To be honest, I’m not really sure that calling ASK endpoint before loading any certificate already existing in the storage but not in memory is the best idea.
I understand the goal was to reduce IO but looks to me it generates more trouble than benefits (especially when storage nowadays are quite fast…)

I’m sorry if I am not good at explaining the issue. I’m trying hard though.

King regards

1 Like

Thank you for the detailed writeup! Let me do my best to reply and we’ll figure this out.

In 2.7, the ask endpoint is checked first. The rate limiter only applies if the endpoint returns 200.

However, I can see now how that could be a problem: the name is approved, then the reservation is made in the rate limiter, then the certificate may be loaded from storage. Obviously rate limiting loading certificates from storage is not great :sweat_smile: I’ll see what I can do about that…

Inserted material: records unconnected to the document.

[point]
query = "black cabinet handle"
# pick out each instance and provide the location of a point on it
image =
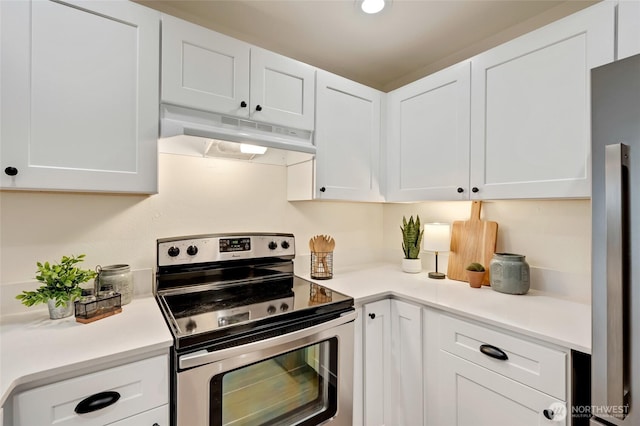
(493, 352)
(97, 402)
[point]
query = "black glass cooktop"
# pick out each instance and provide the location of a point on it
(207, 315)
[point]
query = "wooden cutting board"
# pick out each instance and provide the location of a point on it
(472, 240)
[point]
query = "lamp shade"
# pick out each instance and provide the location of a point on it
(437, 237)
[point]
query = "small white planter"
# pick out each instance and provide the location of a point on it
(412, 266)
(59, 312)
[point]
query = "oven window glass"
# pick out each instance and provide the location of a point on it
(295, 388)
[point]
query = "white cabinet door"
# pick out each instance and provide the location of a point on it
(347, 140)
(203, 69)
(530, 109)
(406, 367)
(377, 363)
(282, 90)
(628, 28)
(428, 137)
(471, 395)
(79, 96)
(133, 388)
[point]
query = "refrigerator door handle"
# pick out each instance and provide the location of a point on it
(616, 160)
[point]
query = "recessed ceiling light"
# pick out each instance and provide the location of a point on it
(252, 149)
(372, 6)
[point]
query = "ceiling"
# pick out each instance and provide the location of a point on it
(406, 41)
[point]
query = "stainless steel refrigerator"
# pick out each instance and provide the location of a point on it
(615, 134)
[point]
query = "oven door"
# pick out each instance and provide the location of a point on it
(300, 378)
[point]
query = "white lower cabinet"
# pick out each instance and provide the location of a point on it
(132, 394)
(421, 366)
(406, 364)
(392, 365)
(628, 29)
(486, 377)
(376, 362)
(79, 97)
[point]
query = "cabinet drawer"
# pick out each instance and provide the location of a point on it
(158, 416)
(142, 385)
(537, 366)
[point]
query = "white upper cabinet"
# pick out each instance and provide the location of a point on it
(347, 140)
(209, 71)
(79, 96)
(203, 69)
(530, 108)
(628, 28)
(428, 137)
(282, 90)
(377, 364)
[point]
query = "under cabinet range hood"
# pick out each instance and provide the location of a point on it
(187, 131)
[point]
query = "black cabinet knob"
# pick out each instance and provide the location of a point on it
(494, 352)
(97, 402)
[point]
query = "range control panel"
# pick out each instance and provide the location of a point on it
(219, 247)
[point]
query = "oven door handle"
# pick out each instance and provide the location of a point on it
(202, 357)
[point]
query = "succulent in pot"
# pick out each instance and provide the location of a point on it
(411, 243)
(60, 285)
(475, 274)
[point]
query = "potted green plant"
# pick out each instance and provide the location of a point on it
(61, 286)
(475, 274)
(411, 243)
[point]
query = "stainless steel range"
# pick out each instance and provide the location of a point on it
(253, 343)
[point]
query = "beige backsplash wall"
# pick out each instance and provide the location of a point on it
(555, 236)
(205, 195)
(196, 196)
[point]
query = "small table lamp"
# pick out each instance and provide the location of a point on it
(437, 239)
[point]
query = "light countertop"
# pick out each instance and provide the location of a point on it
(561, 322)
(34, 348)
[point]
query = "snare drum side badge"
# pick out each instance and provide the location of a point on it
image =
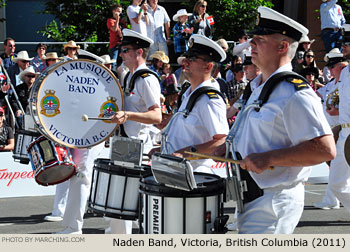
(50, 104)
(108, 108)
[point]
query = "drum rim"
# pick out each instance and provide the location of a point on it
(106, 164)
(40, 125)
(215, 188)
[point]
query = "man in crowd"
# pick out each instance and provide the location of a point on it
(280, 148)
(335, 62)
(21, 63)
(332, 19)
(339, 173)
(115, 26)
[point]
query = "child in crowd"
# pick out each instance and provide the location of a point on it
(181, 31)
(169, 78)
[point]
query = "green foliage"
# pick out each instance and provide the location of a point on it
(231, 16)
(2, 4)
(80, 20)
(345, 4)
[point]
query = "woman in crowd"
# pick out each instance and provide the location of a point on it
(39, 61)
(7, 141)
(199, 20)
(311, 74)
(308, 61)
(70, 50)
(51, 58)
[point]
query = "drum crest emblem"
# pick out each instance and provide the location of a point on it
(108, 108)
(50, 104)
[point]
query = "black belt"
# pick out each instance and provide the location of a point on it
(331, 29)
(254, 191)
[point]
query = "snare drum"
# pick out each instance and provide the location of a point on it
(65, 92)
(51, 162)
(173, 211)
(114, 190)
(22, 140)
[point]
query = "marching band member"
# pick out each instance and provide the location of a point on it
(339, 173)
(142, 101)
(288, 132)
(205, 127)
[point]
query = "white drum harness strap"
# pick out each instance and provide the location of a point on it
(211, 92)
(143, 73)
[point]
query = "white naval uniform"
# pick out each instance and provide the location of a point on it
(79, 186)
(288, 118)
(339, 175)
(207, 119)
(145, 94)
(329, 197)
(62, 189)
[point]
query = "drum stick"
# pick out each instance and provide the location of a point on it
(222, 159)
(86, 117)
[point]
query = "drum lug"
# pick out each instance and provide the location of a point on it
(220, 225)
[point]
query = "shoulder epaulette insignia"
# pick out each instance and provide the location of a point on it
(212, 95)
(298, 83)
(144, 75)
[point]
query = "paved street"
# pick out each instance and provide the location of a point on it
(25, 216)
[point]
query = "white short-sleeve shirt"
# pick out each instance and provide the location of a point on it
(288, 118)
(132, 12)
(344, 95)
(207, 119)
(146, 93)
(158, 18)
(325, 92)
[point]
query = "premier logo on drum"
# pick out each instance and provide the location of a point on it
(50, 104)
(109, 108)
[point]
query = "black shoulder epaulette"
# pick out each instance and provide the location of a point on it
(211, 92)
(143, 73)
(299, 83)
(297, 80)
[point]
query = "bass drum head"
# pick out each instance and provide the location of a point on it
(67, 91)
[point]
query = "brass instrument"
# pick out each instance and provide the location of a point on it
(333, 99)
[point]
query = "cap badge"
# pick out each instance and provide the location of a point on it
(190, 43)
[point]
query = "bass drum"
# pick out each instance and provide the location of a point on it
(173, 211)
(67, 91)
(114, 189)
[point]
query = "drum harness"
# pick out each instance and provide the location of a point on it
(143, 73)
(241, 187)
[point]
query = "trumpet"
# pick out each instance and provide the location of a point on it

Ok, yes, now we’re on the same page.

So, the main issue is the rate limiter gets in the way, yeah?

Since ‘ask’ is now mandatory, I wonder if we should simply deprecate the rate limiter.

Yeah, no you’re right – we’ll get this fixed before 2.7. This is why we tag betas :upside_down_face:

@r00tsh3ll I’ve drafted a PR which drastically lightens the config reloads, so that the certificate cache isn’t purged each time:

Since the cache won’t be emptied as part of a config change, CertMagic will find the cert in the cache and won’t need to hit storage OR ‘ask’. Should just keep humming along.

Please give it a shot if you can :blush:

Hello Matt,

Sorry for the late reply, I was a bit busy with other projects these previous days.

Thank you for the info and the PR. I will give it a try ASAP !

Kind regards

1 Like

Hello @matt,

I finally had some free time to test this change and I can confirm that, after a reload, caddy now uses the certificates in cache instead of loading it again from storage.

That’s a great improvment, thanks :+1:

Kind regards

2 Likes

Oh yay!! Thanks for trying it out and I’m glad we were able to find a good solution. :100:

This topic was automatically closed 30 days after the last reply. New replies are no longer allowed.